Military Divorce

Military Divorce

Posted on May 22nd, 2019

Military Divorce

By Gloria Petroni of Petroni Law Group

If you are in the military or a military spouse, there are some additional factors that can affect your divorce. One example is that the process could take longer if one of the of you is on active duty in a remote area or have a permanent station overseas. There are also certain benefits and government assistance that will be affected by a divorce.

Exclusion to Residencies

In a military divorce, there may be up to three separate jurisdictions where one can file for divorce: the legal residence of the military member; the legal residence of the spouse; and the state that the servicemember is stationed in.

Servicemembers do not change their legal residence merely because they move to another state. The Servicemembers Civil Relief Act, (SCRA) allows servicemembers to live in one state, yet claim another state as their legal residence.

The same is not true for the spouse. The spouse’s legal residence is usually the state he/she is currently residing in.

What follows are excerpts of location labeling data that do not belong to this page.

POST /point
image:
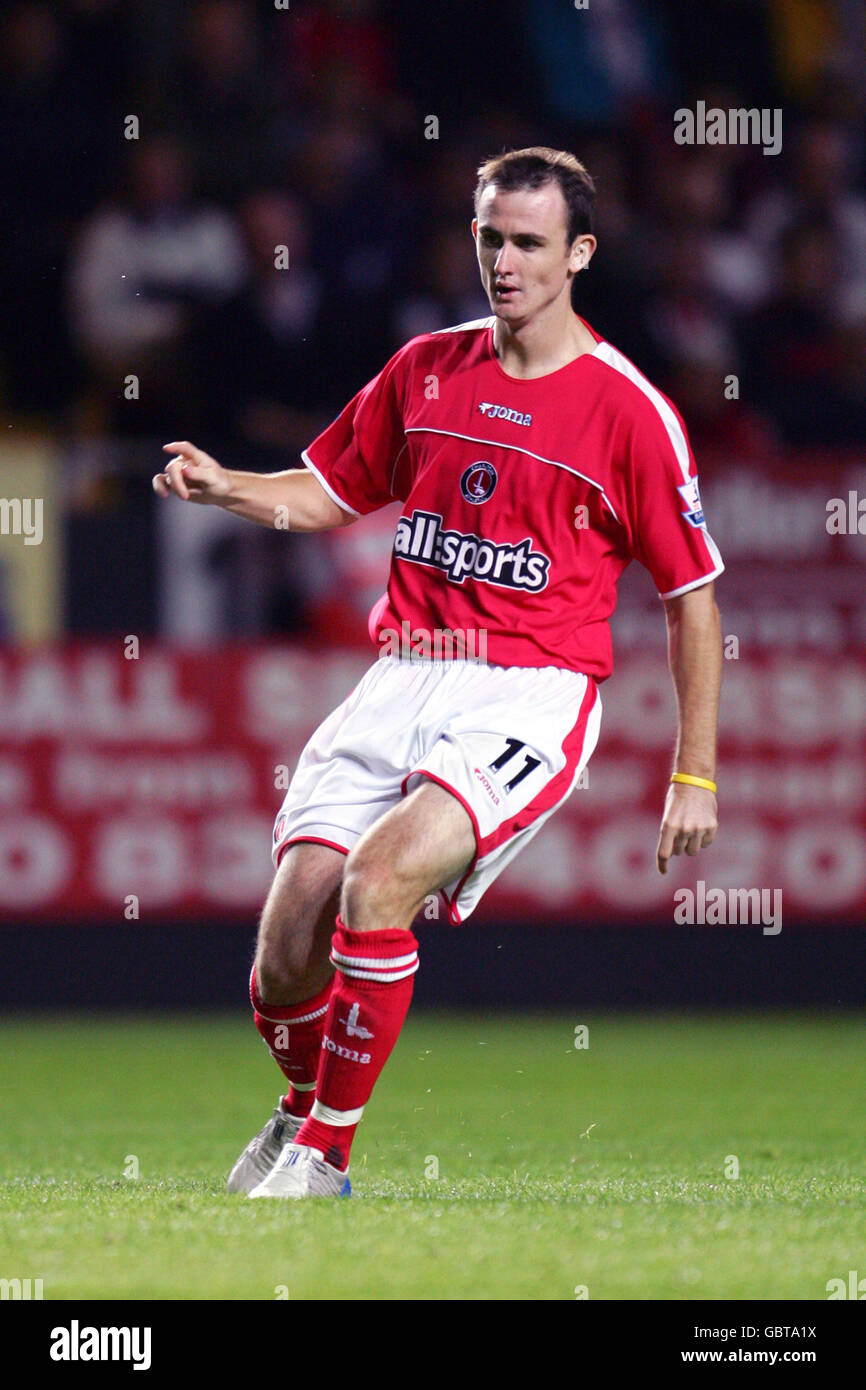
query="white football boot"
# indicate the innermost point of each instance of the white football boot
(302, 1172)
(263, 1151)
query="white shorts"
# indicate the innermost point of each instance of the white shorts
(509, 742)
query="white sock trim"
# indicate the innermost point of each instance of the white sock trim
(377, 975)
(337, 1118)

In order to file for divorce, however, in most cases, the person would have to establish “minimum residency requirements,” ranging from three months to six years.

Pensions Division is very Specific

A state court can divide retired pay in any way it chooses, subject to the laws of that state. For example, it would be perfectly legal for a court to divide military retired pay 50/50 for a marriage that only lasted two months (again, subject to the laws of that state). A state could also decide to award a majority of the retired pay to the former spouse if the state laws allowed such a division.

In Nevada, which is a community property state, the pension accrued during the marriage, not the pension accrued prior to the marriage, is equally divided.

If the parties are not married for ten years, the service member must pay his spouse the pension payment directly to his spouse.

In order for the Department of Defense (DOD) to make direct payments of a military member’s retired pay to the former spouse, the following guidelines must be met:

  1. The ex-spouse must have been married to the military member for a period of at least 10 years, with at least 10 years of the marriage overlapping a period of military service creditable to retired pay.
  2. Direct payments will not be made for the division of retired pay in excess of 50 percent (If there is more than one divorce, it’s first come, first serve — no more than 50 percent will be paid as a division of retired pay.
  3. Disability pay is not subject to division as property. It is subject to garnishment for alimony or child support, however.
  4. Alimony or child support can be paid in addition to the division of retired pay. In this event, DOD Finance will not pay over 65 percent of an individual’s disposable retired pay for property division and alimony/child support.

It is imperative that an expert prepare such divorce order for the proper division of the pension between the service member and his spouse.

How BAH Works

Basic Allowance for Housing, or BAH, can be affected by divorce, but in most cases, you’ll continue to receive it. It may be adjusted to reflect your new marital status, depending on whether you have children. BAH is exactly what it says, it is money given to you by the government to help you pay for housing. 

The government determines BAH based on several factors, including pay grade, if you have dependents, the median housing costs for the area you are stationed or where your family is living. Generally, it will not cover all costs, but it should meet about 80 percent. In a divorce, it can be affected in a couple of ways. If you and your spouse have no children together, and if you are the service member, you’ll continue to receive BAH post-divorce, provided you don’t move into single-unit government housing. If you continue living off-base, you’ll receive the BAH-WITHOUT rate rather than the BAH-WITH rate because you no longer have a dependent — your spouse. However, if there are children involved, it can become more complicated.

You’ll continue to receive BAH, but at either the BAH-DIFF rate or the BAH-WITH rate, depending on your custody arrangement and where you live post-divorce. If you move into single-unit government housing after your divorce and your ex has custody of your children, you’ll receive BAH-DIFF if your child support obligation is at least as much as that calculated amount. If you live off-base, you can still claim your children as dependents and qualify for BAH-WITH, even if you don’t have custody.

However, your child support obligation must be equal to or greater than the BAH-DIFF rate you would have received if you lived in single-unit government housing. If you do have custody, your children are your dependents, regardless of the fact that, in most cases, you would not be paying child support.

GI Bill in a Divorce

Lastly, the GI Bill is the post-9/11 bill that provides education benefits to servicemen and women along with their immediate family members. The VA will pay up to three years’ benefits for approved programs. This includes such payments as in-state public institution tuition and fees, monthly housing, books, supplies, and one-time rural benefit payment.  

GI benefits are not a marital asset, meaning they are separate property belonging exclusively to the servicemember. The spouse is not entitled to a share of those benefits by a divorce court unless the service member agrees. This could be awarded to the nonservice member spouse if he or she requests alimony so that the alimony could be reduced by this education benefit. This enormously generous benefit comes with a 15-year clock, meaning it is an ideal asset to transfer to your children. It is by default exclusively the benefit of the servicemember, so you have to make some effort to transfer it to either your children or spouse.

The transfer of benefits must be done before the divorce is final and while the service member is on active duty.